Quote from: raydude on August 15, 2013, 12:56:10 PM

Quote from: Scuzz on August 14, 2013, 06:05:03 PM

Quote from: Razgon on August 14, 2013, 06:41:53 AM

I assume this would be a high-speed train tube thingie, that has no stops? How useful is that to the community compared to its costs?

Normal high-speed trains at least can have stops on the way, this seems designed not to, as I see it

I find Mag Lev trains to much more interesting, and useful to society.

California's HSR will not be Mag Lev. In fact it will barely be high speed as it is stopping about every 50-60 miles. It also goes through a populated and farming area whereas the hyperloop proposal goes through about 200 miles of nothing (Interstate 5 from Livermore to the Grapevine).

Burrito? Is there a good reason for the HSR to go through populated and farming areas? Is it stopping there? If no good reason, then why doesn't it go through 200 miles of nothing? Seems less expensive that way.

Because in order to sell the thing they wanted all the people they could to buy into it. Towns are fighting for stops as no one wants to be "left out". They could probably save 1/5 or more going straight down Interstate 5.
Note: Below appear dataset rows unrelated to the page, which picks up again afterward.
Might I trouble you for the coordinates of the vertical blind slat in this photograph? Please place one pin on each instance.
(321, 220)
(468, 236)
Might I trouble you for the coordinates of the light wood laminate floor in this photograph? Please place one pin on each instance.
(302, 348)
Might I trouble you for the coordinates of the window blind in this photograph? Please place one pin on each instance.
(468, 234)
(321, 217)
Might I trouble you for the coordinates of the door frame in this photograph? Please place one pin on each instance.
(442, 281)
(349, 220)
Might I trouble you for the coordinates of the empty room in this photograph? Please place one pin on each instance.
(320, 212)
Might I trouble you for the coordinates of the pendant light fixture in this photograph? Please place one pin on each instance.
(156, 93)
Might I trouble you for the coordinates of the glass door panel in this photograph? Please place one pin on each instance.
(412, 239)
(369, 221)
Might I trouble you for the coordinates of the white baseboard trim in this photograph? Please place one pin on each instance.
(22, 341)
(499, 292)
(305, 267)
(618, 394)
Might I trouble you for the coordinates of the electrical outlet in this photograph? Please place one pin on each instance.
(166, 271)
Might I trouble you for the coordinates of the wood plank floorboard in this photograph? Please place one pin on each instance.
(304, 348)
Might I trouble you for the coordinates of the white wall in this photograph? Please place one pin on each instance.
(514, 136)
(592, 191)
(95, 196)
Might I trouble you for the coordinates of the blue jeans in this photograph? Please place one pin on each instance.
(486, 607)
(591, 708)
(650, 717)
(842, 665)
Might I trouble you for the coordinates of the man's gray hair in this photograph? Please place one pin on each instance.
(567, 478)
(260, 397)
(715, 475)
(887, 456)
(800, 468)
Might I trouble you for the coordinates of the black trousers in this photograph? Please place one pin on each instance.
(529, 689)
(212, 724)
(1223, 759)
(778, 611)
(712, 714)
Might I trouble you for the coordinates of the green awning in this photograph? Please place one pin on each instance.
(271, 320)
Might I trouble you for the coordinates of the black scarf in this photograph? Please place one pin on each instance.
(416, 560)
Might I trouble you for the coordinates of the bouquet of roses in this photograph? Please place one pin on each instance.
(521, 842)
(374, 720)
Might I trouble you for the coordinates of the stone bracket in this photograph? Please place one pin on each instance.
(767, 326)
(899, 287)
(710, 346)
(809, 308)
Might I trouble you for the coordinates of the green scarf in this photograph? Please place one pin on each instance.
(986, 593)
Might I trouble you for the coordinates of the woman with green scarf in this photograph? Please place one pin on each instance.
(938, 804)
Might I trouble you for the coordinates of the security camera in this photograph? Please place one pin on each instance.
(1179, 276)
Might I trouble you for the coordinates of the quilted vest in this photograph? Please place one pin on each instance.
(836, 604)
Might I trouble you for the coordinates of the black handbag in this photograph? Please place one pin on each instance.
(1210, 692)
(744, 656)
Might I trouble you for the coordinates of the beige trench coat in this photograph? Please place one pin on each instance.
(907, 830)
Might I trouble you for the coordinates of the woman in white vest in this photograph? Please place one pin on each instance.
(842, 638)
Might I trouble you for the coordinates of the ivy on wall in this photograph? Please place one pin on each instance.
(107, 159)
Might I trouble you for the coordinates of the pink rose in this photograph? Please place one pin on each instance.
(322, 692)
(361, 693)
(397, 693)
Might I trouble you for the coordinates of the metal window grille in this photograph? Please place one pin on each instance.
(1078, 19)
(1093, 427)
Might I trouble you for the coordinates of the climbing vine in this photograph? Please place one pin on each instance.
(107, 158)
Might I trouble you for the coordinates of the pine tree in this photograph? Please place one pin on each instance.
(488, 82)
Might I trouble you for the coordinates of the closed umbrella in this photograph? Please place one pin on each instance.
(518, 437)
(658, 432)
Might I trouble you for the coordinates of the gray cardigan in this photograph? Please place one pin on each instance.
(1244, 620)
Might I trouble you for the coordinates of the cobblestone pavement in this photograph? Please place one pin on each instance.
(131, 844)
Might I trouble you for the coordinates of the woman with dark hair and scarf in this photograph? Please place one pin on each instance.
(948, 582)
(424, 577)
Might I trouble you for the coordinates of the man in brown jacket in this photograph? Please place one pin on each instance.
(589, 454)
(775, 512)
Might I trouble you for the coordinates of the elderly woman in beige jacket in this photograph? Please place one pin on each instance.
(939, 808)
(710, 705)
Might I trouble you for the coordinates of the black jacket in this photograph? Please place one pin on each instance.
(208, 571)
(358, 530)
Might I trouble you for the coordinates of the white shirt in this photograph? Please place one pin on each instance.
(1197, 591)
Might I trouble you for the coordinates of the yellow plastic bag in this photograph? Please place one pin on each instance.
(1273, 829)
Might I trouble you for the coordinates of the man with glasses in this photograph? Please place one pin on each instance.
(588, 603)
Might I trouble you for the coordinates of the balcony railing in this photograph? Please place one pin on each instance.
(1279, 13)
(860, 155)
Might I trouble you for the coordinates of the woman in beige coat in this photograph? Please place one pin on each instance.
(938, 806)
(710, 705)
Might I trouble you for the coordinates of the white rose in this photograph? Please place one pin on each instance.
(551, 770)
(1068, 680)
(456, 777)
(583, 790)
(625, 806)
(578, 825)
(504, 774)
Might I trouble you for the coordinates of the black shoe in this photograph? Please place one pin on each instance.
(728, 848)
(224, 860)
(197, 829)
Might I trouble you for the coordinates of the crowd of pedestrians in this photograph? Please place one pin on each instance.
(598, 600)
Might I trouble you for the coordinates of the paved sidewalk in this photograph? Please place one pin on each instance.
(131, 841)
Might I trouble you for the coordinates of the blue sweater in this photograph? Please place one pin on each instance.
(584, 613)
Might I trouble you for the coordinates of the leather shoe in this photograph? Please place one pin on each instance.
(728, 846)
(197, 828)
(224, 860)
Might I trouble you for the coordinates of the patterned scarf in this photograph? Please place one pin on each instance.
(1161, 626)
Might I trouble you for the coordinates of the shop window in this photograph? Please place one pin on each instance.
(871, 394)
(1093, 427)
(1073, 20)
An example of the craziness....HSR requires something like 100 feet of right away, unlike regular train lines. However they are running HSR along the BNSF rail lines in most places. As a result, the plan currently calls for moving +/- 5 miles of freeway in Fresno as part of the HSR construction. Expensive, you bet. Now imagine the cost as the lines enter the LA or Bay Areas.